Wednesday, August 11, 2010

Waterworks
Aug 9 2010


I sit on the fountain’s rim,
in the square
in the heart
of the city.
The liquid sound
of water,
plunging, tumbling
bubbling over rock,
is everything
the city is not.
The beggars, and buskers
and men in suits, hustling
in dress-shirts soiled with sweat.
The concrete heat
the grid of streets,
efficient, unbending.

Each coin is a wish.
Serious children
with their eyes screwed shut.
Young men, down on their luck
investing precious change.
A lady of a certain age
who makes a ritual of this,
hoping
for a little more goodness.
And late at night
a run-away scoops some up,
wish fulfilled.

A man is cooling his feet,
shoes and socks kicked-off
pants rolled-up primly.
And in sweltering heat
passers-by pause in the veil of spray,
briefly refreshed.

Yet I can’t help but think
of the same few gallons
re-circulating week after week.
The buried machinery
lines that leak
industrial pumps, rusting.
The blush of green
unscrubbed
in a ring around the pool.
And the layer of grime
that makes the bottom slippery.

Nevertheless, we gather here,
drawn to water
on rock,
water falling.
The age-old sound
of running water
holds us still.
And drawn, still, to hope.





I can’t fully reconstruct how this poem came about. I suspect I was glancing at the Real Estate section in the paper (my occasional innocent indulgence in “real estate porn”!) and there may have been a water feature, probably indoors. I’d been in and out of the water on a sweltering day, and all this made me think of was building one for myself. But it also called up the image of a cool forest glade, rippling with deep dappled greens; of walking through the woods and being inexorably drawn to that gurgling sound: the powerful atavistic attraction of falling water. Which is where “water on rock” came from: the poem started with those words. …Inevitably, it ends up becoming another poem expressing my alienation from city life. So, what else is new?!!

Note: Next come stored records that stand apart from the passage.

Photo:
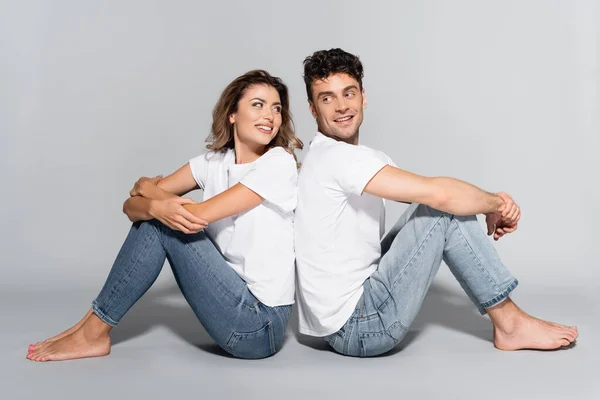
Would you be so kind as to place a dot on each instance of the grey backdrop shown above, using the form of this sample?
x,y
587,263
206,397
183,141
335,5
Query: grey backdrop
x,y
95,94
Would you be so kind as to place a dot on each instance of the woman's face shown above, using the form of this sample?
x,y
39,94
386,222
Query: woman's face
x,y
258,116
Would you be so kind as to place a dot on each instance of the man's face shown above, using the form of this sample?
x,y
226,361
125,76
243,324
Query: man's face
x,y
337,105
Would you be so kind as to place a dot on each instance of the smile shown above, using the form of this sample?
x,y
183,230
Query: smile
x,y
344,119
265,128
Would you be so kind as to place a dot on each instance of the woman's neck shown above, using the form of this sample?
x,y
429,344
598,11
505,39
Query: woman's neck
x,y
245,153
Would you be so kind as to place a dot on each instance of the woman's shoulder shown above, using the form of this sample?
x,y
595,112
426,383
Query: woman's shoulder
x,y
217,156
278,153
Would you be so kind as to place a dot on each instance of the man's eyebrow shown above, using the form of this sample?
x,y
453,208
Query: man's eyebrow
x,y
330,93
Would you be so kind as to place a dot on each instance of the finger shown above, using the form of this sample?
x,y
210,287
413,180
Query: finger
x,y
185,223
514,212
185,200
180,227
490,227
508,209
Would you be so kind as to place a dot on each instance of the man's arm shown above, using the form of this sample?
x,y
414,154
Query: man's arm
x,y
445,194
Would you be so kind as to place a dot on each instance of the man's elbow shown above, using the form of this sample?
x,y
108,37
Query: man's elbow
x,y
439,199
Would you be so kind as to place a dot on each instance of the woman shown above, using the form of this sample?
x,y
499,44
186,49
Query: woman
x,y
232,254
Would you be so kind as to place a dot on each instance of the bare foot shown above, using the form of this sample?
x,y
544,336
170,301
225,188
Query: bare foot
x,y
514,330
90,340
65,333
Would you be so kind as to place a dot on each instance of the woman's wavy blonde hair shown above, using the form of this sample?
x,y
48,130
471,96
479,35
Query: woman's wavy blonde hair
x,y
221,135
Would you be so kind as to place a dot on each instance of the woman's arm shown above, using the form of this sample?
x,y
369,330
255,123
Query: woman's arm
x,y
158,198
234,200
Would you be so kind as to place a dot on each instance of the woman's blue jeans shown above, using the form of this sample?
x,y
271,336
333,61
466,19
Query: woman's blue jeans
x,y
232,316
412,253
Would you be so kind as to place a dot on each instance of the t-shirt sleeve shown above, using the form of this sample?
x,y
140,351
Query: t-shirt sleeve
x,y
199,168
274,178
355,166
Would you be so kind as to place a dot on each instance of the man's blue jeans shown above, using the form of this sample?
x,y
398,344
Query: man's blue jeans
x,y
412,253
229,312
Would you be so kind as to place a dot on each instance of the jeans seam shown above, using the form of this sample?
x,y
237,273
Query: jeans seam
x,y
474,254
102,315
115,289
498,298
347,335
408,264
210,273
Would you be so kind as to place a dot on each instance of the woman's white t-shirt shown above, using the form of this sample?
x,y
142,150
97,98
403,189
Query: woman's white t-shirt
x,y
258,243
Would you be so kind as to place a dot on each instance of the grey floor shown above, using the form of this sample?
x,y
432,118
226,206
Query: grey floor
x,y
160,351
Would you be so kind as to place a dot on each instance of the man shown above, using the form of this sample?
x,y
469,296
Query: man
x,y
362,293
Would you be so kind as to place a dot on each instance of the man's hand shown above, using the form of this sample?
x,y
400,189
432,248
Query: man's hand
x,y
141,183
504,220
172,213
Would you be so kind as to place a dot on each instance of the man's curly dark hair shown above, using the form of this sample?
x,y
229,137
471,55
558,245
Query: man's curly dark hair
x,y
324,63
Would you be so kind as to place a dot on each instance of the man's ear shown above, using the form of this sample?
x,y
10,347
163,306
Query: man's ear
x,y
364,99
312,108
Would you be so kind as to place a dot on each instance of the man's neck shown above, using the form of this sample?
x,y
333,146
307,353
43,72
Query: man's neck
x,y
350,140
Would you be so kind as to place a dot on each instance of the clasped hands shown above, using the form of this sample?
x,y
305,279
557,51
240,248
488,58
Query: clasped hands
x,y
505,220
167,207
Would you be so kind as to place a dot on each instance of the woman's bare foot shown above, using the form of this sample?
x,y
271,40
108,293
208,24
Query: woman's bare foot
x,y
65,333
514,330
90,340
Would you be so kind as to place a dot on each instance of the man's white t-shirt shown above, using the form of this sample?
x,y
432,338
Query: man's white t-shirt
x,y
338,231
258,243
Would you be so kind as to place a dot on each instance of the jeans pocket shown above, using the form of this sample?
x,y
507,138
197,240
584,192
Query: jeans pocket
x,y
257,344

More than that, though, is an obvious recurring trope: the idea of hidden layers, of the invisible underbelly, of hiding in plain sight; the idea of the paradox that seems inherent in everything. In this case, of course, it’s what’s buried beneath the deceptive allure of the fountain. I suppose this is what makes me a poet (as well as a misanthrope and a pessimist!): the art of close observation, as well as the compulsion to seek out the layers of meaning that can be found in the most mundane things.

Ultimately, though, there is an uplifting message here -- despite myself! (Uplift without pretension, I hope). The fountain becomes a wishing well, and the resilience of hope is as deeply embedded in our DNA as is the gravitational pull of the sound of water, falling on rock.